Digital Identity Nancy Tompkins


I use social media very little. In fact I am almost impossible to get a hold of outside of school. I look at Facebook about 3-4 times a year and I haven’t made an update in probably 5 years. To be honest the appeal of social networking wore off quickly in high school and now I just find it to be a waste of time. When you Google my name you won’t find me, period. Personally I like this but it could be a liability if I needed to be found. I don’t have a twitter(other than for this class that I made and logged into a grand total of once). I am not a education major so not being able to find me isn’t bad or good, I guess it just depends on how you look at it.



In my opinion it is an asset that I can’t be found. I like that I’m not constantly paranoid about what someone might find if they look me up. I know a few people who have way to much online and have suffered for it.

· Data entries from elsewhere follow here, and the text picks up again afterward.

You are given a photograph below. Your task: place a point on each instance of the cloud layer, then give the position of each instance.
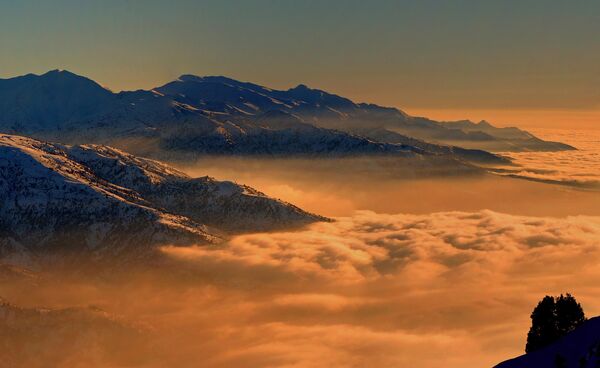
(449, 289)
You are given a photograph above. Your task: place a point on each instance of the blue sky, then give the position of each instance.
(527, 54)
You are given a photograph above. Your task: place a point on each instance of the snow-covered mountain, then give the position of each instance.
(200, 115)
(578, 349)
(104, 201)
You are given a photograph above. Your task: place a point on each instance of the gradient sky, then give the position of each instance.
(425, 55)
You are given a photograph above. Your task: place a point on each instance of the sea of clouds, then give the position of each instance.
(450, 289)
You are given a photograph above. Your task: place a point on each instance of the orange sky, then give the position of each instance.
(527, 119)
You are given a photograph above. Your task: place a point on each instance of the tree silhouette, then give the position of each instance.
(551, 319)
(569, 314)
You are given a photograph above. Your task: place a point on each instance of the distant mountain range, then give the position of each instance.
(217, 115)
(100, 200)
(578, 349)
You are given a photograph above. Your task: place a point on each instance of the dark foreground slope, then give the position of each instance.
(579, 349)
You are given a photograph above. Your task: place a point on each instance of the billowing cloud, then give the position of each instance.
(450, 289)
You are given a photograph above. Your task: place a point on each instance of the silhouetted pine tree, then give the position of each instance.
(569, 314)
(543, 329)
(551, 319)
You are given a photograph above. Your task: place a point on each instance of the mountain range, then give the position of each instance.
(193, 116)
(99, 200)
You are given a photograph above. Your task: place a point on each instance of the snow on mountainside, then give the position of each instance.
(197, 115)
(320, 108)
(104, 201)
(578, 349)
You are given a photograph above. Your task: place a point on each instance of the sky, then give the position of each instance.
(446, 58)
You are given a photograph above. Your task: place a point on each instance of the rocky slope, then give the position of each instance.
(103, 201)
(197, 115)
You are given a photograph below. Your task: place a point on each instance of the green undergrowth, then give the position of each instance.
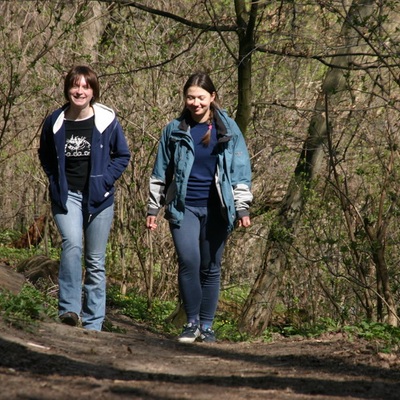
(25, 309)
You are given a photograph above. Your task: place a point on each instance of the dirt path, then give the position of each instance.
(60, 362)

It’s also a bit of an asset that I don’t need to be attached to socail media to function. I could leave it all for weeks at a time and be totally fine. I think by not having all these extra accounts I am able to be present and participate in life. It makes me less stressed and calmer.

My Facebook is extremely locked down. You can’t find me no matter how hard you look. Interestingly I deleted my FB account 3 years ago and found out the FB does not get rid of your page. So I found myself online but had lost access to my account. It was a pain to get it all back but it taught me an important lesson. Once its online its never gone.